就算李閻認定了,這事他管,也得先觀望觀望。
拔刀相助,哪有那么容易的事啊。
……
工廠的態度,無非是先禮后兵,可惜地是,李閻來晚了,“禮”這個流程,他沒趕上,這時候正是“兵”。
聲音雖然嘈雜,可對峙的人堆里頭,一個滿臉橫肉的男人頂著廠牌,高八度的嗓子分外出挑。
他手指頭戳在劉老頭大兒子的臉上。
“滾聽見沒有?”
“報警!我替你報!”
村民這邊推搡還嘴,兩邊嘴里都不干凈。可這男人罵的格外難聽。村民這邊動手吃了虧,可也不樂意走,局面就這么僵著。
這時候,廠里頭有震耳欲聾的聲音響起來。
李閻往后一看,小兩百米的履帶起重機開了過來,七八米的貨車跟人家一比,絲毫不起眼。
一個掛著工作證的中年人走路帶風,他拍了拍叫罵的“工人”,走上前嗓子洪亮。
“好話我給你們說盡了啊,你們不是耍橫么,好辦,看見沒?”他一指后面。
“我后面這玩意,幾百噸的鋼材都吊得起來,你們不是耍么,我今兒還就治治刁民。”這人越說聲調越高。
“我數三下,就派人上吊車,那老不死的再不把車都開走,我連人帶車,都他麻了個痹地扔出去!”
李閻就在車上聽著,他一伸手,把老頭前窗放的茶水杯拿起來,也不見外,擰開蓋子吹了吹熱氣。
崔老頭嘴唇動了動:“大閻,這事和你沒關系。”
李閻直擺手,也不說話。
“你敢?!”
劉老頭的大兒子一聽這話不干了,他一個五大三粗的漢子一瞪眼,剛才還吆五喝六的中年人立馬后退兩步,沖蹲路牙子上抽煙的刀疤男人使眼色、
刀疤男使勁嘬了嘬煙頭,吐口唾沫站了起來。
“劉學武~”
他一張嘴,也是本地人,
“我呢,一直沒張嘴,給你留臉。”他眼神一冷:“把你們的車弄走,該干嘛干嘛去!昂~”
劉老頭的兒子沉著臉不說話,半天才啞著嗓子:“姓張的,你他媽不是東西啊,要是你們家祖墳讓人刨了,你今天就這么說話?”
這刀疤臉擰著眉頭,一低頭冷笑起來:“給臉不要臉的玩意兒。”
他一回頭,嗓子眼那句“上車”只崩出一個“上”字來,和車窗上喝茶水的李閻打一個對眼。

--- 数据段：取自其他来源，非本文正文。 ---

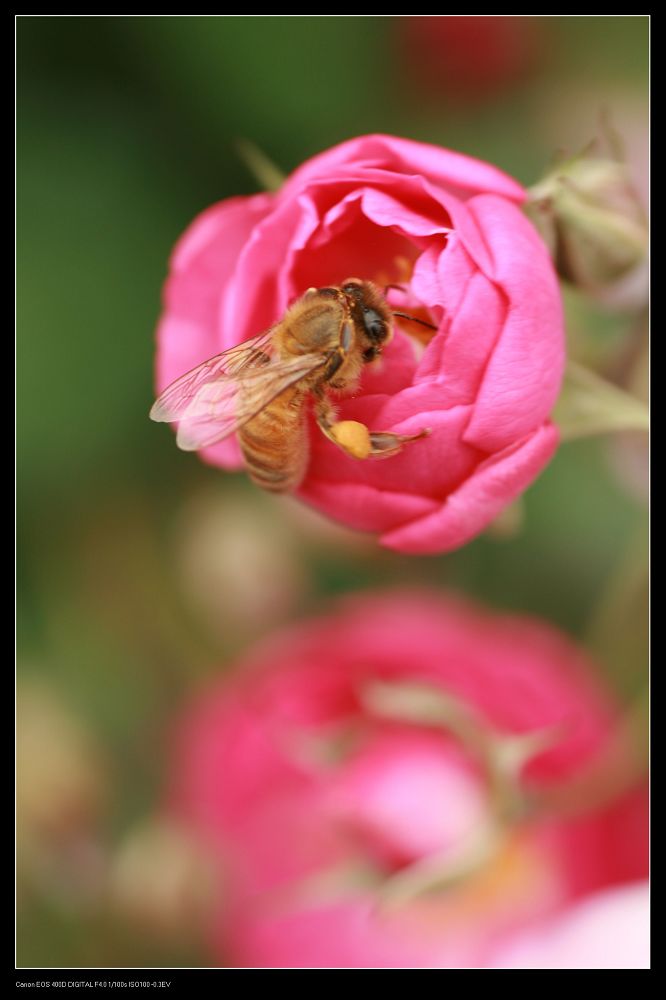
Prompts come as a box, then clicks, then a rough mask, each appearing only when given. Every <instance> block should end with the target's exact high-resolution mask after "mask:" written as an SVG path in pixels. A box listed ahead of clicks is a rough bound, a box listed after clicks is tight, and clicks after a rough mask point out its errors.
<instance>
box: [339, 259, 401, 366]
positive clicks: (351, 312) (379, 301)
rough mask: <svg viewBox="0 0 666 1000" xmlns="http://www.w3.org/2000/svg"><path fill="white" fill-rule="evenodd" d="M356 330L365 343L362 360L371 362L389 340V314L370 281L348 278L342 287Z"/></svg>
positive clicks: (375, 288)
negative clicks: (349, 278)
mask: <svg viewBox="0 0 666 1000" xmlns="http://www.w3.org/2000/svg"><path fill="white" fill-rule="evenodd" d="M342 291H343V294H344V295H345V297H346V299H347V301H348V303H349V307H350V311H351V314H352V318H353V320H354V324H355V326H356V329H357V330H358V331H360V332H361V334H362V340H363V342H364V343H365V345H366V346H365V347H364V350H363V360H364V361H372V360H373V359H374V358H376V357H377V356H378V355H379V354H381V351H382V348H383V346H384V344H386V343H388V341H389V340H390V339H391V333H392V329H391V312H390V310H389V308H388V305H387V304H386V300H385V299H384V296H383V295H382V294H381V292H380V291H379V289H378V288H377V287H376V286H375V285H373V284H372V282H370V281H359V280H358V279H356V278H350V279H348V281H346V282H345V283H344V285H343V286H342Z"/></svg>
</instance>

他一啞火,別人都往車上看,等看見李閻,一個個都不說話了。
所有人眼巴巴看著李閻喝茶水。
李閻滋嘍滋嘍地喝,眼順著傾斜的茶杯盯著刀疤臉,也不說話。
“……”
半天,直到工廠那管事的中年扯刀疤臉的袖子,他才不情不愿地張了嘴。
“大閻哥,你怎么來了。”
李閻也沒理他,把茶水喝干凈,胳膊把著車窗,這才慢悠悠地說:“張剛明”
李閻用的也是家鄉話。
“我剛才啊,一直沒張嘴,給你留臉。”
李閻掰著手指頭:“把你身上這身狗皮扒了,該干嘛干嘛去。”
他話里話外,一點臉也沒留。李閻還覺得不過癮,又補充道:
“昂~”
最后一個字,鄉音十足。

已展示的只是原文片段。